Update core.py

ygalnezri · ygalnezri · commit eb090961996b · 2025-12-19T16:41:18.000+01:00
diff --git a/Watcher/Watcher/threats_watcher/core.py b/Watcher/Watcher/threats_watcher/core.py
@@ -166,7 +166,6 @@ def main_watch():
         - close_old_connections()
         - load_feeds()
         - fetch_last_posts(settings.POSTS_DEPTH)
-        # - fetch_last_posts_bluesky(settings.POSTS_DEPTH)
         - tokenize_count_urls()
         - remove_banned_words()
         - focus_five_letters()
@@ -179,7 +178,6 @@ def main_watch():
     load_feeds()
     logger.info("Loaded feeds.")
     fetch_last_posts(settings.POSTS_DEPTH)
-    # fetch_last_posts_bluesky(settings.POSTS_DEPTH)

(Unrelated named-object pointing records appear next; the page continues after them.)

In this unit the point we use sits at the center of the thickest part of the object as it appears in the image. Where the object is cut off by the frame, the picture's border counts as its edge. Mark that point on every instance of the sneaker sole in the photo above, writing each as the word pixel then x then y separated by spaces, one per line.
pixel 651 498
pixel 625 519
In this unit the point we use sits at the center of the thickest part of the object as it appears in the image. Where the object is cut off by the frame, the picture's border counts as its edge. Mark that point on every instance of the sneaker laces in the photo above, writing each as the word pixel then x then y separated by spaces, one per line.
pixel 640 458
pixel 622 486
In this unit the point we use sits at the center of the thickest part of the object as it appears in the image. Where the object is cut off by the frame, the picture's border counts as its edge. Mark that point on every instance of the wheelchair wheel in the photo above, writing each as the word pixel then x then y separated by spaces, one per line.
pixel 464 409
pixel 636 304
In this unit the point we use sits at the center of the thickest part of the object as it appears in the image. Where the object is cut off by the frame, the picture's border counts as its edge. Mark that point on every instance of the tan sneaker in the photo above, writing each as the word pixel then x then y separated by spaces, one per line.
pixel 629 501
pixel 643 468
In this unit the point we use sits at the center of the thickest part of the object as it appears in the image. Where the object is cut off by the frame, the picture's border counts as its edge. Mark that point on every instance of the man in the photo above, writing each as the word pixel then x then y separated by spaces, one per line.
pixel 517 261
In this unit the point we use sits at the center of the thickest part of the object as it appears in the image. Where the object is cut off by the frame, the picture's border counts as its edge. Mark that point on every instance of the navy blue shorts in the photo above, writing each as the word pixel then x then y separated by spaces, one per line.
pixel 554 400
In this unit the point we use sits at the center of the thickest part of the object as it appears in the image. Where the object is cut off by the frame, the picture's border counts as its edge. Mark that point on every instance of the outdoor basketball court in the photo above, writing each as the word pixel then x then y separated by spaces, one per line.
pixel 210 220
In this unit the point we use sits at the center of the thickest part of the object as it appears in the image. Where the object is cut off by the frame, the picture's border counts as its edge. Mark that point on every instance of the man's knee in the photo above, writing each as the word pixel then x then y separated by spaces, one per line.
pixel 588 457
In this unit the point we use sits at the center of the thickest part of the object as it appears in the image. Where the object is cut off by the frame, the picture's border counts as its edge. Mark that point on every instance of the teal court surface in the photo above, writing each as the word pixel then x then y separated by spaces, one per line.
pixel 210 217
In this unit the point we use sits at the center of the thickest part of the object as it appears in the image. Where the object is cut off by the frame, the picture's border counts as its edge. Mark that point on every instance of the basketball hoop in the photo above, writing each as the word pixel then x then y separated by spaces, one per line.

     logger.info("Fetched last posts.")
     tokenize_count_urls()
     logger.info("Tokenized words.")
@@ -227,17 +225,6 @@ def fetch_last_posts(nb_max_post):
     posts = dict()
     tmp_posts = dict()
     posts_published = dict()
-    # for url in rss_urls:
-    #     if "bsky.app" in url:
-    #         continue
-    #     try:
-    #         feed_content = requests.get(url, timeout=10, headers=HEADERS)
-    #         if feed_content.status_code == 200:
-    #             feeds.append(feedparser.parse(feed_content.text))
-    #         else:
-    #             logger.warning(f"Feed: {url} => Error: Status code: {feed_content.status_code}")
-    #     except requests.exceptions.RequestException as e:
-    #         logger.error(str(e))
 
     for url in rss_urls:
         try:
@@ -271,56 +258,6 @@ def fetch_last_posts(nb_max_post):
         posts[title] = url
 
 
-# def fetch_last_posts_bluesky(nb_max_post):
-#     """
-#     Fetch the nb last posts for each Bluesky feed (domain 'bsky.app').
-
-#     :param nb_max_post: The deepness of the search on each feed.
-#     """
-#     global posts
-#     global posts_published
-#     posts = dict()
-#     tmp_posts = dict()
-#     posts_published = dict()
-#     for url in rss_urls:
-#         if "bsky.app" not in url:
-#             continue
-#         try:
-#             feed_content = requests.get(url, timeout=10)
-#             if feed_content.status_code == 200:
-#                 feeds.append(feedparser.parse(feed_content.text))
-#             else:
-#                 logger.warning(f"Feed: {url} => Error: Status code: {feed_content.status_code}")
-#         except requests.exceptions.RequestException as e:
-#             logger.error(str(e))
-
-#     for feed in feeds:
-#         count = 1
-#         for entry in feed.entries:
-#             if count <= nb_max_post:
-#                 count += 1
-#                 dt = "no-date"
-#                 parsed = entry.get('published_parsed') or entry.get('updated_parsed')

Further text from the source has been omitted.